One bolt that lands a couple miles from me has a vivid gold glow emanating from its base.

Another bolt that lands within ˝ block of me looks like a huge rod of white fire that illuminates the entire night, and crashes with equally awesome thunder.  Another has a platinum then blue glow at its base.

This is truly delightful; words cannot describe.  The best of the lightning lands right before me.

 Not long after this storm moves out, a squall line rolls in, with vivid flickers of lightning returning from the NW sky, and immense winds bending trees widely, swinging from the SW to the NW and dropping temps. Ever- thickening sheets of rain ride the blasts of wind, and soon rain competes for dominance over the wind.  A quick run from my door to my car feels like getting dumped on by a water bucket, and I shiver in the chill.  

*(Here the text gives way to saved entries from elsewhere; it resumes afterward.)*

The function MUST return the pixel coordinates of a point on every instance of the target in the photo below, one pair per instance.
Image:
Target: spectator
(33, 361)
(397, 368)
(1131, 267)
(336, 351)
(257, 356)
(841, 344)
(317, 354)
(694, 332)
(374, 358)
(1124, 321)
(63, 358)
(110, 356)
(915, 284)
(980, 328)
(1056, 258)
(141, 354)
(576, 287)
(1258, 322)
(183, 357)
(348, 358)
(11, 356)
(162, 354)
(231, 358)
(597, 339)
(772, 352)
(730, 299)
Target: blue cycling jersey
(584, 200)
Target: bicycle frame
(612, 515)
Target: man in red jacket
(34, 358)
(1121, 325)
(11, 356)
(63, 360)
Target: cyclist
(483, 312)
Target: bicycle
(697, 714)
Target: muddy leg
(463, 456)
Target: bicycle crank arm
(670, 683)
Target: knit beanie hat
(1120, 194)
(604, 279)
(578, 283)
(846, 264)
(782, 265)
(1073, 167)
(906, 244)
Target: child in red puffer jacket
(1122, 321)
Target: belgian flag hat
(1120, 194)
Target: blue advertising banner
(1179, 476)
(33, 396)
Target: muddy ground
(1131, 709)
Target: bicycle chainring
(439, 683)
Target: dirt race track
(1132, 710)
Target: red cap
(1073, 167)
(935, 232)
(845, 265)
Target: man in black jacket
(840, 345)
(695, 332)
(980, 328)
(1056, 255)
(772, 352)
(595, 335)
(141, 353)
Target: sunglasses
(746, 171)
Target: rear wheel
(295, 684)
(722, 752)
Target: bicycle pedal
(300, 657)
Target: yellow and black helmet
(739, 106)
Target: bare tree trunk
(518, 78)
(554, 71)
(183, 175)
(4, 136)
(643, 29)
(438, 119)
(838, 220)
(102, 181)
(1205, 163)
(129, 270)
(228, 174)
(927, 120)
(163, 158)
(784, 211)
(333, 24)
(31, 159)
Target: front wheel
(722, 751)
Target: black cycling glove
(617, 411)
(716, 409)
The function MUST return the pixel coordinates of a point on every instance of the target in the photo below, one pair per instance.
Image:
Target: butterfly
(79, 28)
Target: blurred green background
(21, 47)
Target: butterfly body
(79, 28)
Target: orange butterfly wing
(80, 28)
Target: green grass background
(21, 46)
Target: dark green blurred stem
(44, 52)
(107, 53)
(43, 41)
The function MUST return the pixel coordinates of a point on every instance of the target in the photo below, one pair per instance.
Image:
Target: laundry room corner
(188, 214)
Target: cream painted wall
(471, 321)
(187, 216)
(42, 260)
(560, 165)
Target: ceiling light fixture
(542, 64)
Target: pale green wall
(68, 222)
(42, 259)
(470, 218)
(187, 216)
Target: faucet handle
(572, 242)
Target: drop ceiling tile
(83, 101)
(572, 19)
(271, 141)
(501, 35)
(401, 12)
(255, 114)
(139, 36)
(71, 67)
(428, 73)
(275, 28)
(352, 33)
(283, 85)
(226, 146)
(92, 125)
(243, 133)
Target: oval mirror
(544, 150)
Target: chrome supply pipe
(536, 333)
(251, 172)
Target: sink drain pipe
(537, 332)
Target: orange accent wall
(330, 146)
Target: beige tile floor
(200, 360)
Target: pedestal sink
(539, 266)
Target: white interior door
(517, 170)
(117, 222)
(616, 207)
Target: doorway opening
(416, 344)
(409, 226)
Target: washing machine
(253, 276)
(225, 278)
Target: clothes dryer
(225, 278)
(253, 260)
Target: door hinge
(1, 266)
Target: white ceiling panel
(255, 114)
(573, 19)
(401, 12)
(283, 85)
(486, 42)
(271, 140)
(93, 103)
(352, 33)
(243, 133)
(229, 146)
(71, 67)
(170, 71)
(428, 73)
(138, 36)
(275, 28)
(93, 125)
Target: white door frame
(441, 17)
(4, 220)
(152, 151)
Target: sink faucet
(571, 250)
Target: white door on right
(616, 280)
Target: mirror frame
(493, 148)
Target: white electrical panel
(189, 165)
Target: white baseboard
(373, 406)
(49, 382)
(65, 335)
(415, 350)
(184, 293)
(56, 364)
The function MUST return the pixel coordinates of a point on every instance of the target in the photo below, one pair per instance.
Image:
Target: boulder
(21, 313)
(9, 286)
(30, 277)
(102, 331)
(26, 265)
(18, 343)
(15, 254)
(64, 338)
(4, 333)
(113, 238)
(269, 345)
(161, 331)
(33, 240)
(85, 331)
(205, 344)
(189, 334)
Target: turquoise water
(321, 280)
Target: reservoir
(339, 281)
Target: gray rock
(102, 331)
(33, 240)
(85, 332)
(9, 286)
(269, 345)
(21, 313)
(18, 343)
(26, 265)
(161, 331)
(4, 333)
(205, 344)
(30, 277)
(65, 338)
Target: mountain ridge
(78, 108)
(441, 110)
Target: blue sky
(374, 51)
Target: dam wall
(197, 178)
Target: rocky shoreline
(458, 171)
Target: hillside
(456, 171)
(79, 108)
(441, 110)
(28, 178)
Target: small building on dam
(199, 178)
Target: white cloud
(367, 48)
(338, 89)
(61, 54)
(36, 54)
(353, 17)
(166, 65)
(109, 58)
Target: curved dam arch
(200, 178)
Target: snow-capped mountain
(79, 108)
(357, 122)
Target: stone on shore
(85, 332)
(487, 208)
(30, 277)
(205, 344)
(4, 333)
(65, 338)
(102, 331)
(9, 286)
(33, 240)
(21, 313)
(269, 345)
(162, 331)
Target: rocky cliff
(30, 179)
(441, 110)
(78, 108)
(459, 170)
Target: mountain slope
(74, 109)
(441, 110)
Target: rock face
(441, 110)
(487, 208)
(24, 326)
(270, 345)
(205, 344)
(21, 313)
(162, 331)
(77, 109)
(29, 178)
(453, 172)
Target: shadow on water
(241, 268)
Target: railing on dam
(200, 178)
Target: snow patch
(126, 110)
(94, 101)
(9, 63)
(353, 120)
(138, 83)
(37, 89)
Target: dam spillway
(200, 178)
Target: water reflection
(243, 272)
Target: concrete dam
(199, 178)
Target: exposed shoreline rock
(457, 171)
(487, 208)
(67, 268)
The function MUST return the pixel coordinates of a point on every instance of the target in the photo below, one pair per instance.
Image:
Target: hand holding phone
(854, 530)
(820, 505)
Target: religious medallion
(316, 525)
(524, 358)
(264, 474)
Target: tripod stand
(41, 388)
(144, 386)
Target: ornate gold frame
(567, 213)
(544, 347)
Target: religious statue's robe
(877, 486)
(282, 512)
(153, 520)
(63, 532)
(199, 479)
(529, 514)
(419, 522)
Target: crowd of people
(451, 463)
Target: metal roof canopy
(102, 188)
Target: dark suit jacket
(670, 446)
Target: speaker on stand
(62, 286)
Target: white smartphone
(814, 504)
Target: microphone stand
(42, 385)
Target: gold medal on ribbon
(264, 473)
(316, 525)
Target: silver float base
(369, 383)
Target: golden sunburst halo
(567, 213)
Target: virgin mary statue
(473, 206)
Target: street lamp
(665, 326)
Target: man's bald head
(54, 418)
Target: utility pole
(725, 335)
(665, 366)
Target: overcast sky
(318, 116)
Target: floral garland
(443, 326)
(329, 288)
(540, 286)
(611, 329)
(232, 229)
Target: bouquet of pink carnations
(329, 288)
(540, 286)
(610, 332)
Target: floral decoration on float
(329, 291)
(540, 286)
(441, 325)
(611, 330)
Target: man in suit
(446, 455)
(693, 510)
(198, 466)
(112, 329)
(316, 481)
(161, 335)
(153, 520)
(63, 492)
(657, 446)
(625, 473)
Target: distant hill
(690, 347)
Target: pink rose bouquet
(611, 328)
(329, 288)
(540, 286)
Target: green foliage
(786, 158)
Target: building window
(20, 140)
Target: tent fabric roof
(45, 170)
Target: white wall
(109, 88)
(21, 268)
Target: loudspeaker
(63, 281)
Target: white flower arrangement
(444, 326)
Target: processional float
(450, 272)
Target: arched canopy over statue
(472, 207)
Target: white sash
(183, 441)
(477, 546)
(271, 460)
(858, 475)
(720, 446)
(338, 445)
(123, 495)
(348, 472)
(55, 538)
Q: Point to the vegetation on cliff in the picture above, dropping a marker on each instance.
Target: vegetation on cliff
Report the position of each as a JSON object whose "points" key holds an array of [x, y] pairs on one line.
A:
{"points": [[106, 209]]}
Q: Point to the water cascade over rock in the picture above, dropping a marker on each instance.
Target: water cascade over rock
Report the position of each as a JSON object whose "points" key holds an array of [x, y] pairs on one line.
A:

 About 45 minutes after the squall line tapers and moves east, dawn arrives with the electric excitement of renewed lightning flickers.  I return to the window to witness the unfolding of a most beautiful storm.  Dancing ribbons and trees of platinum and pink cloud- to- ground lightning tumble again and again before me, playing with thunder and plying through deep gray clouds.

A couple bolts hit near with brilliant flashes and crashes. An almost electric-velvet green of rain- wet trees filled with Spring leaves bend with gentle waves in the wind gusted downpour.

I behold a most rare beauty as partial clearing reveals pearly mountains of thunderhead towering above me, with lightning below.  They sweep and swirl with most sensuous beauty. 

Soon the highest cloud tops turn electric pink with the rising sun.

All ends in time for me to drive to my job and begin the workday.

 One of the students in my first period class tells me that she and her dad got up at 5AM and rode bikes in the storm.  A huge bolt of lightning from the sky directed itself right at them, then split in two “making a huge arc above them”.  It sounds quite beautiful, and she is glowing with joy as she speaks of it.  Of note is the tornado watch for our area between 4AM and 8AM.  However, in my gut I know that there will be no tornadoes today, and indeed that is so.